The second section of the Florida launch tower for SpaceX’s massive Super Heavy and Starship rocket was lifted atop the first tower segment Thursday at Kennedy Space Center, continuing construction on a structure that will be more than 400ft tall from above.
SpaceX moved the second metal tower segment — itself as tall as a five-story building — from a staging and construction site on Roberts Road, Kennedy Space Center facilities, to the launch 39A Wednesday evening. A large crane at pad 39A lifted the second section of the tower onto the lower segment on Thursday morning.
The first section of the orbital launch tower was deployed to pad 39A on June 15 and was placed on the tower’s foundation on Monday. Four more tower segments are visible on the Roberts Road property, where SpaceX fabricates individual sections of the Starship pad before moving them to pad 39A.
The Starship launch pad in Florida is expected to resemble the SpaceX tower built last year in Boca Chica Beach, Texas, where the company plans to launch the Super Heavy booster and Starship rocket on its first orbital test flight.

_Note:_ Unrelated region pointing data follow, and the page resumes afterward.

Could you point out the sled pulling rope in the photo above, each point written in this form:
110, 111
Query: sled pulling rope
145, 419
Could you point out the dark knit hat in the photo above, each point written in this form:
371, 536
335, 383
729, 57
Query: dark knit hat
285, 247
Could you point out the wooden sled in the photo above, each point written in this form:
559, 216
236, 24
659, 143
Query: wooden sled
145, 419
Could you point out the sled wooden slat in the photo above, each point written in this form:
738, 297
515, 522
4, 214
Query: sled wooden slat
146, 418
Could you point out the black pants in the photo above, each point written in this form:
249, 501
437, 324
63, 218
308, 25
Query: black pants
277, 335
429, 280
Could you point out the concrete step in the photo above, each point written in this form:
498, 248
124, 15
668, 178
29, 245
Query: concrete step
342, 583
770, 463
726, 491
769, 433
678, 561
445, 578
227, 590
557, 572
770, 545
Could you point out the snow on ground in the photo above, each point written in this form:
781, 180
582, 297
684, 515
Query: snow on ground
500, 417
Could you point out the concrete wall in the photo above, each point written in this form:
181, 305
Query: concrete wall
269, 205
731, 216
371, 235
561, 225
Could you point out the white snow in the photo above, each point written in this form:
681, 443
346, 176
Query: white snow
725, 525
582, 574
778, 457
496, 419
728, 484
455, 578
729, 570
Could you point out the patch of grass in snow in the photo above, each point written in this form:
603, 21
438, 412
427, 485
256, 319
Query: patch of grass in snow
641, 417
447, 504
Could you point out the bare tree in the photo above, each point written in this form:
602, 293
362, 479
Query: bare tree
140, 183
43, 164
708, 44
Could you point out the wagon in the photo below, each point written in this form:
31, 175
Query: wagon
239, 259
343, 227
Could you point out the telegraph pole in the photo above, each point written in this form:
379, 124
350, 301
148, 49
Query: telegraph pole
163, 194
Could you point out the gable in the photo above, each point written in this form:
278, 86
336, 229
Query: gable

The operational Super Heavy and Starship missions will likely be launched from Florida, according to statements by Elon Musk, founder and CEO of SpaceX.
The launch pad tower under construction at Pad 39A sits about 1,000 feet, or 300 meters, east of where SpaceX launches the Falcon 9 and Falcon Heavy rockets carrying satellites and astronauts into orbit.
The time-lapse video below shows the stacking of the first tower segment on Monday next to the Starship launch pedestal at pad 39A.
Like the Texas launch site, SpaceX does not plan to dig a flame trench for the Starbase pad at Kennedy. The Super Heavy Booster, with approximately 33 methane-fueled Raptor engines, will blast off from the launch pad with approximately 17 million pounds of thrust, nearly double that of NASA’s most powerful rocket, the Space Launch System, a fully expendable vehicle.
The Super Heavy and Starship stack – including the rocket’s first and second stages – will be fully reusable. The entire rocket is nearly 120 meters tall and is made of stainless steel.
NASA’s SLS rocket is about 98 meters tall in its current configuration. The first flight-ready Space Launch System is now at pad 39B, less than 1.7 miles (2.7 kilometers) north of pad 39A. The two pads at Launch Complex 39 were originally built for NASA’s Apollo Moon program.
Four more launch pad tower segments are currently visible outside SpaceX’s Roberts Road site, where the company is also building a Starship factory next to a hangar used to refurbish Falcon 9 rocket thrusters and fairings The Starship pad in Texas was stacked with nine tower segments.
SpaceX is expected to periodically move more tower segments to pad 39A over the next few weeks to complete structural construction of the Starship pad, where teams also moved propellant tanks and other support equipment. Once the tower structure is fully assembled, construction crews will add arms used to stack the spaceship onto the Super Heavy Booster.
The company says the arms will also be used to grab the 30-foot-wide (9-meter) Super Heavy booster as it returns to Earth for landing.
Equipment for the arms, or “wands”, was seen arriving at Kennedy Space Center last week.
The start of the Starship pad stacking in Florida came days after SpaceX cleared a key environmental review by the Federal Aviation Administration to conduct Starship launches in Texas. SpaceX previously obtained environmental approval in 2019 for Starship launches from Pad 39A at Kennedy.
SpaceX also plans to build a second Starship launch pad in Florida at an undeveloped site in the northern part of Kennedy Space Center.
The Starship launch vehicle will be able to carry more than 100 metric tons of cargo into low Earth orbit, a region a few hundred miles above the planet, according to SpaceX.
SpaceX wants to use the Starship vehicle to launch the company’s Starlink internet satellites, flying heavier, next-generation versions of Broadband Relay Stations than the spacecraft currently launched by the smaller Falcon 9 rocket. A newly released animation by SpaceX showed the company’s concept for deploying Starlink satellites from an orbiting Starship vehicle, using a mechanism that functions like a giant Pez dispenser.
SpaceX also won a $2.9 billion contract with NASA to develop the Starship into a human lander for the agency’s Artemis lunar missions. A Starship lunar derivative, assisted by Starship refuellers, will be used for a lunar landing with astronauts, an event that NASA says could occur no earlier than 2025.
Ultimately, SpaceX plans to use the Starship for other missions, including transporting goods and people to Mars.
A video recap of the start of construction of the Starship Florida launch pad is shown below.